Time to Shake Up PEPPER?
By Selena Chavis
For The Record
Vol. 30 No. 10 P. 22
Industry experts believe the report could be modernized to better fit a value-based care environment—and stand a few other tweaks as well.
For more than 15 years, health care organizations have used the Program for Evaluating Payment Patterns Electronic Report (PEPPER) to identify vulnerabilities in billing. Distributed as a Microsoft Excel file, the report provides hospital-specific comparative data to support a facility's compliance efforts by identifying where it is an outlier for various risk areas.
These data can help identify both potential overpayments and potential underpayments, according to Marianne Durling, MHA, RHIA, CDIP, CCS, CPC, CPCO, associate compliance officer for Duke University Health System, and they can provide guidance on areas where a hospital may want to focus auditing and monitoring efforts. "It's important for hospitals to know how performance stacks up against their comparison group so they can be proactive in their work to make sure an organization is doing everything above board," she says.

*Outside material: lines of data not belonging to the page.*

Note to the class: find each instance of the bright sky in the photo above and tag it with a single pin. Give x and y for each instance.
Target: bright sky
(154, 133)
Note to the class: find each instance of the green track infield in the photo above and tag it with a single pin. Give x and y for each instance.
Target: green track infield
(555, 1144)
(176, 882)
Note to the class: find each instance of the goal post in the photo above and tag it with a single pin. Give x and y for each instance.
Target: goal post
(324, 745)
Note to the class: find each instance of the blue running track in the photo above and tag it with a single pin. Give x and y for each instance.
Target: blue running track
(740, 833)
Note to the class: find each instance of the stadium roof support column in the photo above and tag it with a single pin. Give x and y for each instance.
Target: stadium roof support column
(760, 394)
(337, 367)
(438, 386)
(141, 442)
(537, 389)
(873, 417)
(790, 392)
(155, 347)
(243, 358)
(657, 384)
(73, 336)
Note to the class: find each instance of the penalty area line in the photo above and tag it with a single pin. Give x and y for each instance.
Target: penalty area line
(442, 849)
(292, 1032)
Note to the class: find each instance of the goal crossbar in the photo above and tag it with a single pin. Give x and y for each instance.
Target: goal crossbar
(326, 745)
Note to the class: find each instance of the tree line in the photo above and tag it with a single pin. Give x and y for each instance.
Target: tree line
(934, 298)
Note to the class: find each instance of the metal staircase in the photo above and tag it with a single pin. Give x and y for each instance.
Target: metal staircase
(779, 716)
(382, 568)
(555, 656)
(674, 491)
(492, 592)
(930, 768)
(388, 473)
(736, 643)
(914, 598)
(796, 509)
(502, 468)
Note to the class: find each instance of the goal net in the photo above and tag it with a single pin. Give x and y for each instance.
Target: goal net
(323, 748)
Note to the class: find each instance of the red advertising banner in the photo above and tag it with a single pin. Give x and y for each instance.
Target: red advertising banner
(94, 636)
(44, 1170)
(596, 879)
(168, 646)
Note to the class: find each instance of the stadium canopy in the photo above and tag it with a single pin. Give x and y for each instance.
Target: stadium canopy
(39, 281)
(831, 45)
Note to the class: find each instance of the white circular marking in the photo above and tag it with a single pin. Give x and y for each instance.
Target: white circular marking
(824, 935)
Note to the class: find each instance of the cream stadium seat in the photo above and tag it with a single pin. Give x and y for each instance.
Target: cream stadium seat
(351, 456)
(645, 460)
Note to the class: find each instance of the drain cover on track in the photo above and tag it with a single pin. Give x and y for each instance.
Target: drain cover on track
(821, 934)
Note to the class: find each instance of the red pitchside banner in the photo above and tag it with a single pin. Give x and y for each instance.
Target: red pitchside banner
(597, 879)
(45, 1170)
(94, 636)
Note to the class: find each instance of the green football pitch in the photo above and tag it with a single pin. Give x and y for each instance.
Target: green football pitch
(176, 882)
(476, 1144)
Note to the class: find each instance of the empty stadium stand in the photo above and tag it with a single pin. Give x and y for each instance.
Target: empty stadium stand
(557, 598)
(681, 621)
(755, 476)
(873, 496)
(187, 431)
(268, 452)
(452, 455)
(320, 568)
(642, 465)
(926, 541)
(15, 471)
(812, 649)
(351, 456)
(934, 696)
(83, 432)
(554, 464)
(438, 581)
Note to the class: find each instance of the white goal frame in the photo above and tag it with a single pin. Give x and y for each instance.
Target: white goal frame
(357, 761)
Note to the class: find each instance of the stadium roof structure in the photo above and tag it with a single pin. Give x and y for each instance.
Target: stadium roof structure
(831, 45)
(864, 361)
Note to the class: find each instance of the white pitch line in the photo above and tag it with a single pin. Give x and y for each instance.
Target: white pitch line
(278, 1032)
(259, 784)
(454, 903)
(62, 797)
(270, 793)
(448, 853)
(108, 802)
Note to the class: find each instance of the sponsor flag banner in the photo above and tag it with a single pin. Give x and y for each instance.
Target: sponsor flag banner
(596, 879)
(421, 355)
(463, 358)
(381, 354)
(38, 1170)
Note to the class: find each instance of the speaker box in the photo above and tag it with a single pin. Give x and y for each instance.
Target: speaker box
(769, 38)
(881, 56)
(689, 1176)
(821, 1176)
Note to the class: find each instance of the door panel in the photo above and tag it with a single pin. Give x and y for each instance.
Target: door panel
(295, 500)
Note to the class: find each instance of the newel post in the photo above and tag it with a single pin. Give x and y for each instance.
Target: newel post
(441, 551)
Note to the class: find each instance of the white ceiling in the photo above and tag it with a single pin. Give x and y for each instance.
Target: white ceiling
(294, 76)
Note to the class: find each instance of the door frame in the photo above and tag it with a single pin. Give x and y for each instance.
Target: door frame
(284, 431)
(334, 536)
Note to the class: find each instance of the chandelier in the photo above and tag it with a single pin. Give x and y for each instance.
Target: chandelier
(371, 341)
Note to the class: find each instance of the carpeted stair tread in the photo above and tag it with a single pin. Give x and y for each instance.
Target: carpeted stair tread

Ronald Hirsch, MD, FACP, CHCQM, vice president of regulations and education at R1 Physician Advisory Services, points out that PEPPER has remained relatively consistent over time with some changes to measures here and there. In recent months, he notes that e-mails have been generated from PEPPER drawing attention to the fact that some hospitals are not opening their reports. "It seems to me that there are hospitals out there that are not even looking at their PEPPER," he says. "That's interesting. If Medicare is giving you data on how you compare to other hospitals, wouldn't you want to see it?"
Durling suggests that some hospitals are not using the reports because they are becoming less useful in a value-based environment. "When you look at value-based care, the categories that PEPPER compares are not apples to apples," she says. "I think they will need to refigure their comparison groups to get closer to an apple-to-apples comparison. To truly be integrated value-based care, the structure of PEPPER needs to be tweaked."
Hirsch and Durling agree that while some adjustments are needed for PEPPER to stay relevant, the report still offers great value to hospitals if they know how to use it correctly.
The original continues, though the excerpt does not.